Spring has sprung! Yet the nights can be a little bit on the cool side requiring a little warming. I had this recipe on hand from the cold nights at Gulf Wars this year. The wine, excellent blankets and a faux fur ankle length coat kept me warm during 2013 freezing nights!
Hippocras
Translation:
To make hippocras, take a pottle of wine, two ounces of good cinnamon, half an ounce of ginger, nine cloves, and six pepper corns, and a nutmeg, and bruise them and put them into the wine with some rosemary flowers, and so let them steep all, night and then put in sugar a pound at least; and when it is well settled, let it run through a woollen bag made for that purpose: thus if you wine be claret, the hippocras will be red; if white, then of that colour also.
(Markham, 150)
Ingredients:
Chinese Ciniman stick
½ oz ginger peeled,
9 cloves
6 pepper corns
Nutmeg whole (1/8 tsp ground if not)
1 cup brown sugar
Optional:
Rosemary flowers if in season. Not rosemary stems just the rosemary flowers.
Redaction:
I had to take a few liberties with this excellent recipe. I used a descent wine but not a great wine. Some thing that I could and would drink plainly but one that would not be ruined by adding of spices.

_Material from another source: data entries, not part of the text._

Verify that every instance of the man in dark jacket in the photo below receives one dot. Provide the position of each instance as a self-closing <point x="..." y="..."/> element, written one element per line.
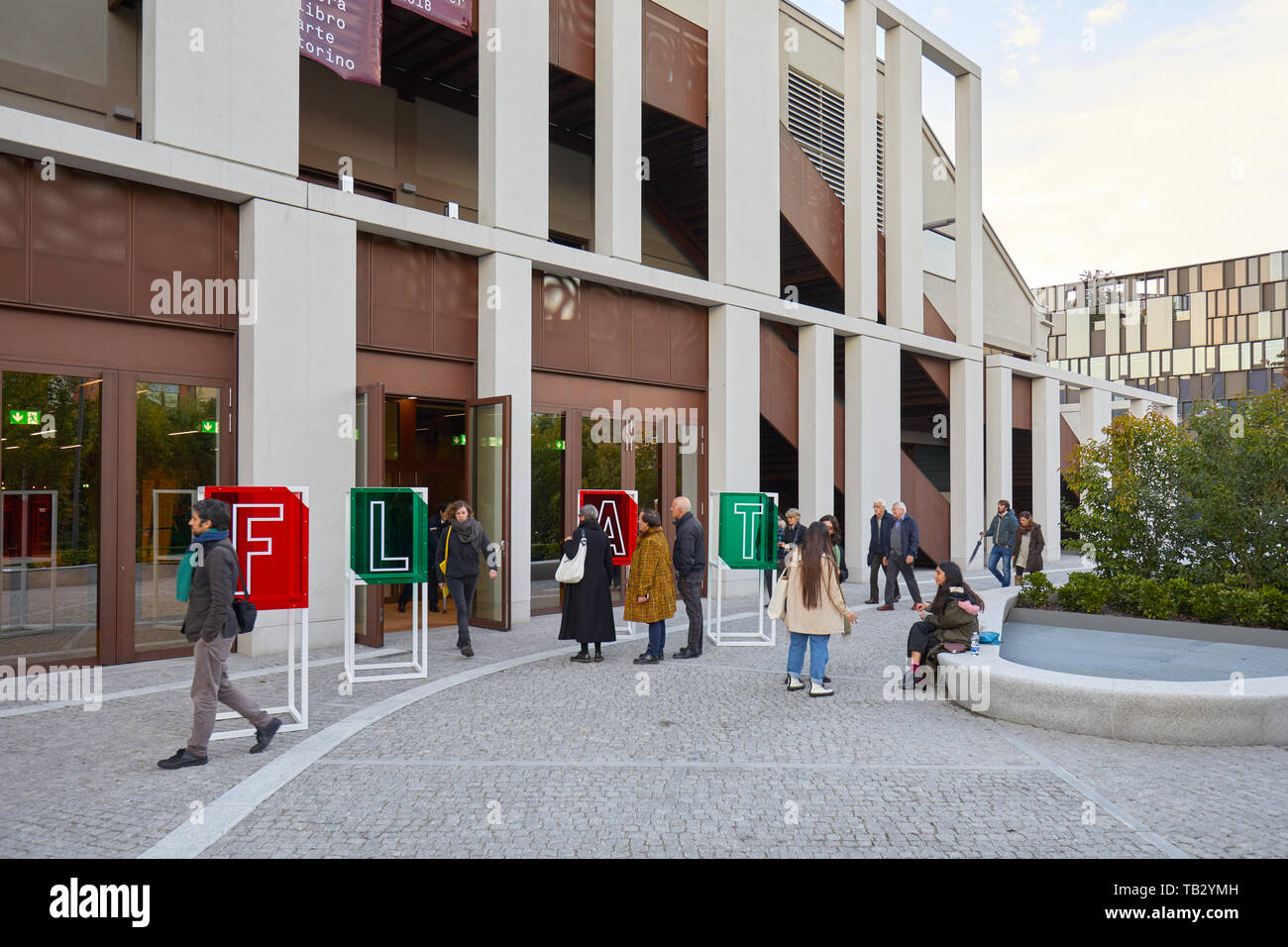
<point x="211" y="625"/>
<point x="1003" y="530"/>
<point x="690" y="557"/>
<point x="879" y="545"/>
<point x="588" y="616"/>
<point x="901" y="556"/>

I put roughly 1 Tbl spoon of a hippocras blend that contains Saigon cinnamon, allspice, Ceylon and Madagascar cloves, blade mace and inner cardamom seeds. My opinion is that each house or even each bar had a different recipe containing some the brewers favorite spices. My spice blend did not have the ginger nor the pepper corns, though it did have mace instead of nutmeg as well as cardamom seeds and all spice. I can live with this substitution! I do plan on using the ginger and peppercorns as I love both flavors; a spiciness that combines very well with sweet.
Instead of letting the wine settle over night (as the event was an hour away when I made this) I settled for warming the wine to just at simmering (the bubbles just are forming) when I turned off the pot and added a Tbs of spicing and 1 cup of brown sugar.

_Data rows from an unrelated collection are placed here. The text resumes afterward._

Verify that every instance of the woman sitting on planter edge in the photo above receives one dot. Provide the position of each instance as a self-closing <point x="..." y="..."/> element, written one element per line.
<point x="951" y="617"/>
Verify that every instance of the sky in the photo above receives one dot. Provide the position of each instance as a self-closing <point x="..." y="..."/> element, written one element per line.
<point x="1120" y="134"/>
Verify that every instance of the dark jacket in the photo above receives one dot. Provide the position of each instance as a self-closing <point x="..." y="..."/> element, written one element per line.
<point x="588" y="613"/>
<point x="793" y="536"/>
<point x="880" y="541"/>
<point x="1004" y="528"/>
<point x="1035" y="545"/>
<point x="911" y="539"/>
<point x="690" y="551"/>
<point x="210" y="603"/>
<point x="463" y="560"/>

I used a combination of the hard Mexican sugar and regular brown sugar. Roughly about ½ of each. I have since made this recipe with just the hard Mexican brown sugar found in specialty sections or stores, with excellent results. If you are unsure, do ½ and ½ or just regular brown sugar.
I let the wine sit for roughly 30-45 minutes, then cleared out the spices. Once the spices were skimmed from the wine, I poured everything into a clean bottle and served.
This is really good to drink. Almost to good, you can get very toasted on the hippocras and never realized you drank 2 bottles worth on a cold night!